As opções terapêuticas de eficácia comprovada atualmente para a BN são a terapia cognitivo-comportamental (TCC), terapia familiar em adolescentes e jovens que moram com a família e farmacoterapia. A fluoxetina é a droga que tem dados mais consistentes a seu favor, com resultados mais favoráveis com doses mais altas, entre 60 a 80mg/d. Topiramato também demonstrou redução nos episódios bulímicos e no peso. A adição de TCC ao tratamento com antidepressivos mostrou-se superior a cada um dos tratamentos isolados(7).

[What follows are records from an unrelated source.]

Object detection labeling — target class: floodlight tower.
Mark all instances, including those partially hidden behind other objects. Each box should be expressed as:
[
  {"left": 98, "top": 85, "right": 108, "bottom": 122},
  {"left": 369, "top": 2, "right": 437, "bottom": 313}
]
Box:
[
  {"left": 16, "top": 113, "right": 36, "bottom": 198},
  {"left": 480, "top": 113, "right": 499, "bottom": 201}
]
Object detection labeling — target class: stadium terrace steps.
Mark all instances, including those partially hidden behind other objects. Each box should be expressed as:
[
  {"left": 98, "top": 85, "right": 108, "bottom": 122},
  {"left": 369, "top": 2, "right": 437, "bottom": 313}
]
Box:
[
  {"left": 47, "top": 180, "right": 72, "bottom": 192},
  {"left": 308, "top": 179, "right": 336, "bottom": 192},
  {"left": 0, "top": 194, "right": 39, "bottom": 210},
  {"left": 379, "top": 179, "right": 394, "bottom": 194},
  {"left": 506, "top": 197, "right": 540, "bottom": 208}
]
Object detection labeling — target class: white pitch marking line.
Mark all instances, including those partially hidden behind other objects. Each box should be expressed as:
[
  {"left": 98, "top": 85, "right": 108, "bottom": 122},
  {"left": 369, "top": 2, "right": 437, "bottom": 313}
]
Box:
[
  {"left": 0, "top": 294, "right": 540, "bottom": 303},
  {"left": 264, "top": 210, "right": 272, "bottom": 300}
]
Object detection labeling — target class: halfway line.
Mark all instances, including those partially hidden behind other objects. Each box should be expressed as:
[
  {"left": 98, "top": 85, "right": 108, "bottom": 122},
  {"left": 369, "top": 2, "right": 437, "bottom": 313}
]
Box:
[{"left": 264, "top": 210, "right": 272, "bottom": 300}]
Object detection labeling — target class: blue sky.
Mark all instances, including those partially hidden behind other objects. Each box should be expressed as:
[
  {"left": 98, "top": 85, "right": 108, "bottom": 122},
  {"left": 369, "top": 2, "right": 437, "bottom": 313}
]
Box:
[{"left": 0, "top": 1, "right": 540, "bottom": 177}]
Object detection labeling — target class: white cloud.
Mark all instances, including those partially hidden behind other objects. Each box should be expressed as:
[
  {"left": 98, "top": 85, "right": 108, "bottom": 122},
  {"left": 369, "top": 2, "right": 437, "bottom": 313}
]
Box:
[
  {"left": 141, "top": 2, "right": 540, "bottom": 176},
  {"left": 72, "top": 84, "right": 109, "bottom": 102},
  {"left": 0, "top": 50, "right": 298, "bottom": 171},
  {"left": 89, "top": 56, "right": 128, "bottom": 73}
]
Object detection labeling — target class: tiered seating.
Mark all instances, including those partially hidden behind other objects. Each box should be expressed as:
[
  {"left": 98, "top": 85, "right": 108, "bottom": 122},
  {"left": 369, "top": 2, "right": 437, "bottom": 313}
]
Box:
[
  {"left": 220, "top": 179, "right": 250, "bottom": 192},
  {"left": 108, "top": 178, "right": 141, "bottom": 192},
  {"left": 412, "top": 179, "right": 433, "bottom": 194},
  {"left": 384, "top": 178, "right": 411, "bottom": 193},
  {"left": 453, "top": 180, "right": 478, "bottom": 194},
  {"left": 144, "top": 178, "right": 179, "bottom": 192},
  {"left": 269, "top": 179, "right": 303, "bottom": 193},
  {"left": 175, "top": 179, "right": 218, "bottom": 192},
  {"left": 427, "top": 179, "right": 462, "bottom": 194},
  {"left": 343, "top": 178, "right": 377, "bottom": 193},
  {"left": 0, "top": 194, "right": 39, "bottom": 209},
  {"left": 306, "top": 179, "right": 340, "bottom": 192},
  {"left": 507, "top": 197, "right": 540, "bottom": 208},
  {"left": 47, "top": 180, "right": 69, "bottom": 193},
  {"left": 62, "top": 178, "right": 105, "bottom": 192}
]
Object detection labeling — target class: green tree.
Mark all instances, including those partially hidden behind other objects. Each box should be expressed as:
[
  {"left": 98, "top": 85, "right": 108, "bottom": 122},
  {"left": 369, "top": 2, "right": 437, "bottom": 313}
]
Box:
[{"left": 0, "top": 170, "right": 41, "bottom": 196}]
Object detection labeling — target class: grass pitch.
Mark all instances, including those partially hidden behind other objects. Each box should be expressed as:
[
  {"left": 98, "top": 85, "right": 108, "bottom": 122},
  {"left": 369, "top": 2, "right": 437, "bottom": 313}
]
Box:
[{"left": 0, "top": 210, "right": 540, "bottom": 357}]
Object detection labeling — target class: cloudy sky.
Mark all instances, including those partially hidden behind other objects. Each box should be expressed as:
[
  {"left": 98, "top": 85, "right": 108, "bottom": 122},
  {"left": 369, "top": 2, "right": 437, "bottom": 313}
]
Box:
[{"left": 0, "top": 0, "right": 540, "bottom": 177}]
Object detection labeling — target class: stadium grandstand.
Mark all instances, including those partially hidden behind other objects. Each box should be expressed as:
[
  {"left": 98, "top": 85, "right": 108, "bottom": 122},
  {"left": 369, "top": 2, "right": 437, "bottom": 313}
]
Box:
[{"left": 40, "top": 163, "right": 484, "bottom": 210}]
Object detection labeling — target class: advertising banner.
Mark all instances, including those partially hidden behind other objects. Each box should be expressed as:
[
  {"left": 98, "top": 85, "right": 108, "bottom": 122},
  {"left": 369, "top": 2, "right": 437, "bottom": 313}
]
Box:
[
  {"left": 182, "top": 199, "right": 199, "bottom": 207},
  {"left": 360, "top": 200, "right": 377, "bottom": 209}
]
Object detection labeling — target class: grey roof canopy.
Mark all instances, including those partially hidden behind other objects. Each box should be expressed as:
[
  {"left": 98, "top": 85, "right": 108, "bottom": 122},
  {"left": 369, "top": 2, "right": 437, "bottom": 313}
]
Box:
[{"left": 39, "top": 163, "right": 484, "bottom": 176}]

        O tratamento do TCA visa a redução dos episódios de compulsão alimentar (ECA), o tratamento dos sintomas ansiosos e depressivos associados e a atingir um peso e parâmetros metabólicos mais saudáveis.

      Terapia cognitivo comportamental (TCC), psicoterapia interpessoal e terapia comportamental dialética demonstraram eficácia para o tratamento do transtorno de compulsão alimentar, porém não há comprovação de que acarretem perda de peso. O topiramato, em doses entre 100 a 600 mg/ dia, tem bons resultados na redução dos ECA, acompanhado de perda de peso. O tratamento com antidepressivos serotoninérgicos tem mostrado melhora significativa na redução dos ECA e da psicopatologia associada, porém em geral sem resultados em relação à perda de peso. A lisdexanfetamina é a única medicação aprovada pela US Food and Drug Administration, a partir de 50 mg, com eficácia para os ECA e na perda de peso(8). Sugiro considerar as comorbidades e os efeitos colaterais na escolha da medicação.

      Vários estudos mostraram aumento dos sintomas alimentares e redução dos níveis de atividade física durante a pandemia, não só nos portadores de TA, mas também na população em geral. Prováveis fatores precipitantes são o isolamento e o aumento no estresse e emoções negativas associados a pandemia(9,10). Isso é mais grave quando se considera que a obesidade é fator de mau prognóstico para os infectados por Covid- 19. Um fator positivo foi o aumento do uso de ferramentas como atendimentos e reuniões clínicas online(11).

       Cabe aos psiquiatras permanecermos atentos ao diagnóstico e tratamento adequado aos nossos pacientes com TA, além das orientações de hábitos alimentares saudáveis, atividade física regular e cuidados gerais com a saúde para todos nossos pacientes. E também de fazer bom uso das ferramentas terapêuticas potencializadas pela pandemia, fazendo atendimentos online quando conveniente e reuniões clínicas virtuais com colegas da equipe multidisciplinar para discutirmos casos mais complexos.

 

Referências:

  1. Treasure D, Duarte TA, Schmidt U. Eating disorders. Lancet, 2020, 395, 899-911.
  2. Galmiche M, Déchelotte P, Lambert G, Tavolacci MP. Prevalence of eating disorders over the 2000–2018 period: a systematic literature review. Am J Clin Nutr 2019; 109: 1402–13.
  3. Manual diagnóstico e Estatístico de transtornos mentais – 5.ed,; DSM5. Artmed Editora, 2014.
  4. Hilbert, A. Binge-eating disorder. Psychiatric Clinics, 2019 , 42(1), 33-43.
  5. Hay, P., Chinn, D., Forbes, D., et al. Royal Australian and New Zealand College of Psychiatrists clinical practice guidelines for the treatment of eating disorders.

Australian & New Zealand Journal of Psychiatry, 2014; 48(11), 977-1008.

  1. Mitchell JE, MD, Peterson, CB. Anorexia nervosa. N Engl J Med, 2020, 382, 1343-51.
  2. Hagan, KE., Walsh BT. State of the Art: The Therapeutic Approaches to Bulimia Nervosa. Clinical Therapeutics, 2021, 43, 40-9.
  3. Hay, P. Current approach to eating disorders: a clinical update. Internal medicine journal, 2020, 50(1), 24-29.
  4. Termorshuizen, Jet D., et al. “Early impact of COVID‐19 on individuals with self‐reported eating disorders: A survey of~ 1,000 individuals in the United States and the Netherlands.” International Journal of Eating Disorders11 (2020): 1780-1790.
  5. Lin, Jessica A., et al. “The Impact of the COVID-19 Pandemic on the Number of Adolescents/Young Adults Seeking Eating Disorder-Related Care.” Journal of Adolescent Health(2021).
  6. Feinmann J. Eating disorders during the covid-19 pandemic. 2021 Jul 19;374:n1787.